LAUSR

Complex regional pain syndrome type I (CRPS‐I) is a disabling pain condition that typically arises after ischemia/reperfusion injury. Managing its acute and chronic pain remains challenging. The transient receptor potential vanilloid 4 (TRPV4) channel is involved in neuropathic and inflammatory pain, making it a potential target for CRPS‐I treatment. Thus, we evaluate the participation of the TRPV4 channel in nociception and spinal neuroinflammation induced by a preclinical model of CRPS‐I. Male mice (C57BL/6) were used for chronic post‐ischemia pain (CPIP) induction. Mechanical allodynia, thermal hypersensitivity, and rotarod test were performed before (baseline) and post‐induction of CPIP (Days 1, 5, 10, and 15). Open field test was performed on Days 1 and 15, and nest‐building behavior was observed on the 15th–16th day after CPIP induction.
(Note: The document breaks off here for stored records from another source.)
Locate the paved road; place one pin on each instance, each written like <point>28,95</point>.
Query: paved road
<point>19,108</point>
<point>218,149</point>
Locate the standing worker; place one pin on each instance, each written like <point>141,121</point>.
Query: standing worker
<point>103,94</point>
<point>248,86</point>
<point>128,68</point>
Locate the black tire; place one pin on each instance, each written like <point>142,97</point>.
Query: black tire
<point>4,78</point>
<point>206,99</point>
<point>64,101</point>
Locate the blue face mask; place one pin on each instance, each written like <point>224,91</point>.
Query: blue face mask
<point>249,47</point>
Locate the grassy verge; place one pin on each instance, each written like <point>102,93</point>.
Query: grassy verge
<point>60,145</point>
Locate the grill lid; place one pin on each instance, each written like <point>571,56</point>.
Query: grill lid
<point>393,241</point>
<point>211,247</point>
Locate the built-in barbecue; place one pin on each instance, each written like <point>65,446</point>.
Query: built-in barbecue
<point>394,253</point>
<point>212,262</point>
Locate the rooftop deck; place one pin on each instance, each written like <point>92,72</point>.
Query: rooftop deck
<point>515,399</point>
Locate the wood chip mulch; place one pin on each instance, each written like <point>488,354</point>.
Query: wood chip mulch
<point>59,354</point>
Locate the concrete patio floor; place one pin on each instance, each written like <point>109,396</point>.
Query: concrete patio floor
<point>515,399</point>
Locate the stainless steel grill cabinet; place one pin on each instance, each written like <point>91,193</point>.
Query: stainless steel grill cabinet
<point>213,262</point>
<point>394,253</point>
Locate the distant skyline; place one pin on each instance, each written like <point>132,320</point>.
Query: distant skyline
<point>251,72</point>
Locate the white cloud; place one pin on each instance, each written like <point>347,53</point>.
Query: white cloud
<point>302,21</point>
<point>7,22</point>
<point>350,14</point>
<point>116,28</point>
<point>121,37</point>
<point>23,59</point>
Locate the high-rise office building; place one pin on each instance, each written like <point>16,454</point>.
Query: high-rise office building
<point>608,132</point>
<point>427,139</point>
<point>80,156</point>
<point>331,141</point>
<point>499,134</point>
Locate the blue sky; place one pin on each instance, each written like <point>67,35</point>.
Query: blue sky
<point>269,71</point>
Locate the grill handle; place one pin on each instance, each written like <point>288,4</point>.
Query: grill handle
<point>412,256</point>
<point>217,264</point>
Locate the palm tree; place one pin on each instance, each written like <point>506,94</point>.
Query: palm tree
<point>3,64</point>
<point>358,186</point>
The antinociceptive effect of the TRPV4 antagonist HC‐067047 (1 mg/kg, intraperitoneal) was evaluated over 15 days. CPIP‐Veh (vehicle) mice exhibited mechanical allodynia and thermal hypersensitivity. HC‐067047 repeated treatment reduced nociception from day 5 to 15 post‐CPIP induction. In the open field test, CPIP‐Veh mice spent less time in the central zone, a parameter reversed by HC‐067047 treatment. Additionally, nest‐building scores improved with repeated treatment of HC‐067047. Elevated levels of putative endogenous TRPV4 ligands, hydrogen peroxide (H2O2) and nitric oxide (NO), were reduced after HC‐067047 repeated treatment. CPIP‐induced increased gene expression of spinal protease‐activated receptor 2 (Par2, a sensitizer of TRPV4), Trpv4, glial fibrillary acidic protein (Gfap, to evaluate astrocyte activation), and nuclear factor erythroid 2–related factor 2 (Nrf2, a biomarker of antioxidant defense). HC‐067047 repeated treatment attenuated it, except for Trpv4 levels, which remained unaltered. These results suggest that the TRPV4 channel is likely involved in CRPS‐I nociceptive mechanisms in mice.